The pro forma was prepared borrowing key aspects from the EM practice guidelines. It was further modified after review from an expert hand surgeon [Annexure 1].
| Results|| |
Age and gender distribution of patients studied
- The mean age of the patients studied was 27.41 years (SD - 9.163 years)
- The range of age of the patients was between 16 and 65 years
- While most patients were male (78), only eight were female.
Delay in presentation
The mean delay in presentation was 2.9 h (95% CI) = 2.9 (2.3, 2.5). The earliest presentation to the ED was at 15 min after injury, while the latest presentation was at 19 h postinjury.
Mode of occurrence of injury
Occupational injury was the predominant mode of injury (64 cases). The others included two cases of assault [Chart 1].
Mechanism of injury
The most common mechanism of injury was isolated crushing injury (51.44%), while the next most common injury was cutting-crushing (23.2%). The combination of crushing with avulsion; fall on outstretched hand with a cutting-crushing were seen in only singular cases. The remaining combination of mechanisms (other than those mentioned in the piechart) was not seen during the study [Chart 2].
Most patients (69%) received intravenous (IV) analgesia in some form either nonsteroidal anti-inflammatory drug (NSAIDs) or opioids percentage (95% CI) = 69 (59, 79). While most patients (72%) received analgesia in some form (95% CI) = 72 (62, 82). A significant percentage (27%) received no analgesia at all [Chart 3].
A majority of patients (65%) received tetanus toxoid prophylaxis (95% CI) = 65 (55, 75). In addition, only four patients (4.6%) also received tetanus immunoglobulin intramuscular. Further, 53.5% had both TT and analgesia. There is an association between TT and analgesia, P = 0.005.
Most patients (71%) were admitted either in the plastic surgery ward or the day care facility. Only a small number of patients (14%) were discharged from the ED [Chart 4].
Of the total sample of 86 patients, the hand examination records of five patients were not traceable. Hence, the analysis of this section was done on only 81 patients.
Handedness - 61% of the patients were right-hand dominant, while in the remaining 39% dominance was not mentioned. There were no patients with left-hand dominance.
Calculations were done for the left and right hand separately and later a combined calculation for both hands was done.
Only 11 patients had doubtful or compromised vascularity. The remaining had adequate vascularity.
| Discussion|| |
In similar studies describing hand injuries, the mean age was 27–31 years., The male to female ratio was 2.2:1., Even in our study, we found a similar presentation as the mean age of the patients studied was 27.41 years. However, the ratio in our study was 9.75:1 this may be due to cultural and/or employment differences.
Nearly, half of the hand injury patients presented within 2 h of injury. In this study, the mean delay in presentation was 2.9 h. This could be attributed to the fact that our environmental management system is still in the early stages of development.
Mode/place of occurrence
The higher incidence of workplace injuries in our study is probably due to exclusion of sports related injuries (which contributed to 15% of cases of Hill et al. Further, the location [Table 2] of our hospital, where small industries and hotels are abundant, may also have contributed to the above findings.
Mechanism of injury
Since Ozçelik et al. focused only on occupational injuries, and our study included road traffic accidents in addition to occupational injuries, we mentioned an additional mechanism of injury as fall on an outstretched hand (17.5%) [Table 3].
Another study  describing hand and wrist injuries reported fall on hand as 15%, cutting-penetrating 16%, and crushing 17%. However, they also reported 15% as sports related injury which was excluded from our study.

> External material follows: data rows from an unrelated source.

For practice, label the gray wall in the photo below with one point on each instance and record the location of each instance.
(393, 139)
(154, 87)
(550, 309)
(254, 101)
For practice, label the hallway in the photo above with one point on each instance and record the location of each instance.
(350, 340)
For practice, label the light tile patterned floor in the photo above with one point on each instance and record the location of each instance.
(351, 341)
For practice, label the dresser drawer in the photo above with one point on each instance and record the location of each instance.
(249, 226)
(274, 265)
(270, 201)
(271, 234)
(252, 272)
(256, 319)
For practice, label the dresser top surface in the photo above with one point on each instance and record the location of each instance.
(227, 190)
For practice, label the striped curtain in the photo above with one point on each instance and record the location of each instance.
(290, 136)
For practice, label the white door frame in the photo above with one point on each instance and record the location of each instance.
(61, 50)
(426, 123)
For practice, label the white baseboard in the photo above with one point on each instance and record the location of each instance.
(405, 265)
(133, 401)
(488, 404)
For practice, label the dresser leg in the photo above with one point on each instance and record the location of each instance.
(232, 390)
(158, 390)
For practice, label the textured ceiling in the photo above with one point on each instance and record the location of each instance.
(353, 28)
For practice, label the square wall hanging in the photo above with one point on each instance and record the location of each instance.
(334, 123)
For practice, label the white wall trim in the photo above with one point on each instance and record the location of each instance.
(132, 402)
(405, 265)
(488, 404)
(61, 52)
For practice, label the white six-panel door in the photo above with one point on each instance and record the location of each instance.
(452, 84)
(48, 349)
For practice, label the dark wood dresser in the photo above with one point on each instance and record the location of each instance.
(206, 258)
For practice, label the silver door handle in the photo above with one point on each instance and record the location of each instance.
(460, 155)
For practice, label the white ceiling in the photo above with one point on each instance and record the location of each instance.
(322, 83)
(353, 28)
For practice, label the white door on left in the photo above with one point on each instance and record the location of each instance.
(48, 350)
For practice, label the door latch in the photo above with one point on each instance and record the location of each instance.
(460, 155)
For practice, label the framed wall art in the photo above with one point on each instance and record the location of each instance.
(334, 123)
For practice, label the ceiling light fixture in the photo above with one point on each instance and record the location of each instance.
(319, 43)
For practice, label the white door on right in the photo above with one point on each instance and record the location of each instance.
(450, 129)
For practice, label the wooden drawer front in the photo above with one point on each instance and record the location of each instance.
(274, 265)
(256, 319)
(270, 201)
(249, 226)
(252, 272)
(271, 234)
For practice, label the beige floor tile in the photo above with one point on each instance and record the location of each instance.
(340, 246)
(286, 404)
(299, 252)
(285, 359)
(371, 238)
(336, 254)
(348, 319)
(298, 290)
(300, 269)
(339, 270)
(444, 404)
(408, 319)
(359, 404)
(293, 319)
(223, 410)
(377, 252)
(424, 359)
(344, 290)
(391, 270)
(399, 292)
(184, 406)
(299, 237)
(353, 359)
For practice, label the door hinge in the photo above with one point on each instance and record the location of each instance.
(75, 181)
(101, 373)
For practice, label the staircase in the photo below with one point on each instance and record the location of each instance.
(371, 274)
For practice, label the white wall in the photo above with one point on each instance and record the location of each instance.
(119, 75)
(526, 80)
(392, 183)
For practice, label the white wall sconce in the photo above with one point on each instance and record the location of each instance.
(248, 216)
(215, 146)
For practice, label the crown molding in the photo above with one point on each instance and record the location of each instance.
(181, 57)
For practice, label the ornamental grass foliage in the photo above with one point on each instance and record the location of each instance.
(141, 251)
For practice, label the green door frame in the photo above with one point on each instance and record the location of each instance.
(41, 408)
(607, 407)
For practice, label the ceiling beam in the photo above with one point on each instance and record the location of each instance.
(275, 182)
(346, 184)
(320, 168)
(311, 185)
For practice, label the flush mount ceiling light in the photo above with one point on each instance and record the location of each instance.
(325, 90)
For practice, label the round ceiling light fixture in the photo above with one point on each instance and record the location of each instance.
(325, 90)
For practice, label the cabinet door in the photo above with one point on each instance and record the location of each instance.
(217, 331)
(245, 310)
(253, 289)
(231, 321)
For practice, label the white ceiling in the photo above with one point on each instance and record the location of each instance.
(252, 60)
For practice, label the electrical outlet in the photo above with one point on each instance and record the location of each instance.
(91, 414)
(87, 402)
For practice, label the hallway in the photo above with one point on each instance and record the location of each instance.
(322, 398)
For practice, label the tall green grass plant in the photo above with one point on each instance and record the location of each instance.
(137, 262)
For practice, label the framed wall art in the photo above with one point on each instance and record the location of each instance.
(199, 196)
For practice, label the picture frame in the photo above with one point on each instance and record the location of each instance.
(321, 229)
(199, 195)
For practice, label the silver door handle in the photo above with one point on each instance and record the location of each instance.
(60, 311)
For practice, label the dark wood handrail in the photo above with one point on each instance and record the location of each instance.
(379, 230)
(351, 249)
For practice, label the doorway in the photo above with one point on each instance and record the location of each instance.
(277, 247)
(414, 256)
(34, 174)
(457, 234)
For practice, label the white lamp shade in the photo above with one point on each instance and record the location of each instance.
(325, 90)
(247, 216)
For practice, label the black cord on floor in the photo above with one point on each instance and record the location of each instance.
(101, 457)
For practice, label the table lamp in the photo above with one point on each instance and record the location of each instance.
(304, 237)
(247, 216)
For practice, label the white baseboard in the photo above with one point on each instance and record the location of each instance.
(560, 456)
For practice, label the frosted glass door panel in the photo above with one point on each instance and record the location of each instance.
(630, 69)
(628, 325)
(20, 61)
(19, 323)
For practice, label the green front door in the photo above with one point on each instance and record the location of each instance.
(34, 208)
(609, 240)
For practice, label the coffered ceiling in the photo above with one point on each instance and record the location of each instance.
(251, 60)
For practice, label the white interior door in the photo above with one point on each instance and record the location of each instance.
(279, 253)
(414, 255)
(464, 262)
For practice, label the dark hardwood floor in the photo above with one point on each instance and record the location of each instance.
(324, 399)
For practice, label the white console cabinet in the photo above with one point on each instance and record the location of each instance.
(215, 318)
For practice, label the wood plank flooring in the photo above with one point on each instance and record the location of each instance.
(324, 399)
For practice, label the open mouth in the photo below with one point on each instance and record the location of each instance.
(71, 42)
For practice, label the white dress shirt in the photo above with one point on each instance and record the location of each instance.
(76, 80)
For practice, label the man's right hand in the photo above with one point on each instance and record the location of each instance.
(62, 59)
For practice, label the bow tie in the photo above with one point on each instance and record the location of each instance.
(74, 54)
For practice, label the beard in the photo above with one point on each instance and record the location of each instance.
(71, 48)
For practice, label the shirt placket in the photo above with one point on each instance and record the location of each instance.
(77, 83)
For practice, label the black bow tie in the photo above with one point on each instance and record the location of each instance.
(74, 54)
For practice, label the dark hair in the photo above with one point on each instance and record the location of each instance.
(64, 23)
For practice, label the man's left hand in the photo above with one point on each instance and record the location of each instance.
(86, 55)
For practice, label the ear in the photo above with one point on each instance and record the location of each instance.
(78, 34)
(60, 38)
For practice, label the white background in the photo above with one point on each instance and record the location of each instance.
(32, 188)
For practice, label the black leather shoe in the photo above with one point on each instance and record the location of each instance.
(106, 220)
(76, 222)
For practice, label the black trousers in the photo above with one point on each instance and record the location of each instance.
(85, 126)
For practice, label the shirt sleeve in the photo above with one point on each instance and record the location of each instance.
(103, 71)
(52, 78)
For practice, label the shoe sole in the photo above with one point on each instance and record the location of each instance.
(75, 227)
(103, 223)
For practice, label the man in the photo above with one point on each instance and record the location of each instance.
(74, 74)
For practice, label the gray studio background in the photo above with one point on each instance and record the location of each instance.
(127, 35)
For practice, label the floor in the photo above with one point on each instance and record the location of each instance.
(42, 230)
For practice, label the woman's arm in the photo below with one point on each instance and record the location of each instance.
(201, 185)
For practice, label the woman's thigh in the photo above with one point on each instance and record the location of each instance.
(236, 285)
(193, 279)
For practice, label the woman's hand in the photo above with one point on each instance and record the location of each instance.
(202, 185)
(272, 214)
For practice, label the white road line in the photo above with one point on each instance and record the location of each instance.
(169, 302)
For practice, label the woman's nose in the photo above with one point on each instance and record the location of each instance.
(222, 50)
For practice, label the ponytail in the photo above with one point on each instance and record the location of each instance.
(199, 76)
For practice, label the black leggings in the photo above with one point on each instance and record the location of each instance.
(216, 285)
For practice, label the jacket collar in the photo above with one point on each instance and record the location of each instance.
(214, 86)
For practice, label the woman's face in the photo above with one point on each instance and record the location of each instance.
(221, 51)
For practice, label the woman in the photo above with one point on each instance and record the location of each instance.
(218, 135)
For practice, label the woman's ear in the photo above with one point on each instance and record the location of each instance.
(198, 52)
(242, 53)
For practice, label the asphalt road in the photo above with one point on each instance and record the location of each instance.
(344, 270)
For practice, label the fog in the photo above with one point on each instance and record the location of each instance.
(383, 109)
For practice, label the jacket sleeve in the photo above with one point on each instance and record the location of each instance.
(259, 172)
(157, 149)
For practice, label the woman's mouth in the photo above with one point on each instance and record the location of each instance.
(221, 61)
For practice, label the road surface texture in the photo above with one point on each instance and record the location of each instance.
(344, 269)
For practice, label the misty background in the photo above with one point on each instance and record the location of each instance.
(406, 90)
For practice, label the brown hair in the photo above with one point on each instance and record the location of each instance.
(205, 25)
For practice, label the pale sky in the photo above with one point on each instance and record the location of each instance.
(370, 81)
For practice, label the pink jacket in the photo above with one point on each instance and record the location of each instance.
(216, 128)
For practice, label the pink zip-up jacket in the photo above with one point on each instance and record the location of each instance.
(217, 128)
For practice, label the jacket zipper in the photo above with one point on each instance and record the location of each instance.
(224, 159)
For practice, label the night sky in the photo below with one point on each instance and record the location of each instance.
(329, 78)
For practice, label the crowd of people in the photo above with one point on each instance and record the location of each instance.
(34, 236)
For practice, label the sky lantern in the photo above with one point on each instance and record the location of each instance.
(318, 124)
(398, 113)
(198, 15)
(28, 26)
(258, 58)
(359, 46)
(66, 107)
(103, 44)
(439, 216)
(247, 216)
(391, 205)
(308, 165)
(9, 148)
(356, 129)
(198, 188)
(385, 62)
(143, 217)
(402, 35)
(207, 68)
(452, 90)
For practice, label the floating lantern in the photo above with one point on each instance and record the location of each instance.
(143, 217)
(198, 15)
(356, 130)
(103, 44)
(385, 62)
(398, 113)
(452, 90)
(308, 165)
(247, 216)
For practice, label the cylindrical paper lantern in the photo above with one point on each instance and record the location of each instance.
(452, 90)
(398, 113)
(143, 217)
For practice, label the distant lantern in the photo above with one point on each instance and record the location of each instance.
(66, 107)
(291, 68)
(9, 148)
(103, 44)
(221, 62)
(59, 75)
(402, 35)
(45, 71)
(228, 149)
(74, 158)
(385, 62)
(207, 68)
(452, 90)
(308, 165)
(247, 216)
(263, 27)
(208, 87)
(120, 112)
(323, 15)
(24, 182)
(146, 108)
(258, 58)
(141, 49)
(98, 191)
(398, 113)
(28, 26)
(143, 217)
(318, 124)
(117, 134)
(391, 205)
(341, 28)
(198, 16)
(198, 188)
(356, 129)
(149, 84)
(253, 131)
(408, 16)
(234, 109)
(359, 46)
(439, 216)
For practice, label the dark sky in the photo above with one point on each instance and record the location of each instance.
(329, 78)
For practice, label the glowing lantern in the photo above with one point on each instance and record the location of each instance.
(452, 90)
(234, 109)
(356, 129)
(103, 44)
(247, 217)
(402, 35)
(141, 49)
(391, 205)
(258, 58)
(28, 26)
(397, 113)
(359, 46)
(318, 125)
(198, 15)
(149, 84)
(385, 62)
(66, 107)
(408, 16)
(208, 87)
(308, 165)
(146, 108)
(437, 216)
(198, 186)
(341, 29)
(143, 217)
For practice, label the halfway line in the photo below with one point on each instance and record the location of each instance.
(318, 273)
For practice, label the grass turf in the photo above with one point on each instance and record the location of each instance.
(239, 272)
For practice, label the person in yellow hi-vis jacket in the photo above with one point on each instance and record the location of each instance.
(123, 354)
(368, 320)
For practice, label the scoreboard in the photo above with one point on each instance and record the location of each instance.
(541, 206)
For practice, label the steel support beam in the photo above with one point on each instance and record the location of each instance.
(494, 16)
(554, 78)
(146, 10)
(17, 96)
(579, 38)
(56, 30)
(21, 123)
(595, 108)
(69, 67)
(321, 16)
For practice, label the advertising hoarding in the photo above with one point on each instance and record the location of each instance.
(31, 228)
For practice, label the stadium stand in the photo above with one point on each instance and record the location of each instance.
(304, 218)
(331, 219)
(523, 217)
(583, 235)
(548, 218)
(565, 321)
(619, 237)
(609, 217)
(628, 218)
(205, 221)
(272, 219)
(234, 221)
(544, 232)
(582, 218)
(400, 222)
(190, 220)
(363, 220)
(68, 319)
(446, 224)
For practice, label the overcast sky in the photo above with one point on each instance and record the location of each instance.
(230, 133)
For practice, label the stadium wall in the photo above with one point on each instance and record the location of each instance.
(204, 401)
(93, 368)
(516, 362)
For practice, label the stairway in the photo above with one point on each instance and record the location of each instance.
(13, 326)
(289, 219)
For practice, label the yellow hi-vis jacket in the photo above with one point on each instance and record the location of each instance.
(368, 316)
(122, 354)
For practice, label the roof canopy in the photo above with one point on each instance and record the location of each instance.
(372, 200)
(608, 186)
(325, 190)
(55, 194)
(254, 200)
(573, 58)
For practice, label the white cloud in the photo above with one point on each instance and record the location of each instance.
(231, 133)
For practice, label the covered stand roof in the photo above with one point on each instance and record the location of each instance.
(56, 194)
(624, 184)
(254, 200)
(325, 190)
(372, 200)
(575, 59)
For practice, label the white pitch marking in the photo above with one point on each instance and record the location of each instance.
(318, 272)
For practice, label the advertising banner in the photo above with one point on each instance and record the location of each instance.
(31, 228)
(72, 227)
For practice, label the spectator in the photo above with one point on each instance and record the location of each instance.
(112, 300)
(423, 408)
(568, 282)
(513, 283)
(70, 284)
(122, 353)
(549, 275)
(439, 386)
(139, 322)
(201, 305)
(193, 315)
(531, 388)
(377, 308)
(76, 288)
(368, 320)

A study by Talan et al. describing Physician Compliance with Tetanus Prophylaxis Practices showed that overall, 60.9% of patients required tetanus immunization, of which 57.6% did not receive indicated immunization. In our study, we found that the prior state of immunization and degree of contamination was not mentioned for any of our patients. However, 65% received tetanus toxoid prophylaxis while 4.6% received tetanus immunoglobulin. Since tetanus IG has a risk of anaphylaxis and serum sickness and is very expensive, we profiled the four patients who received it [Table 4].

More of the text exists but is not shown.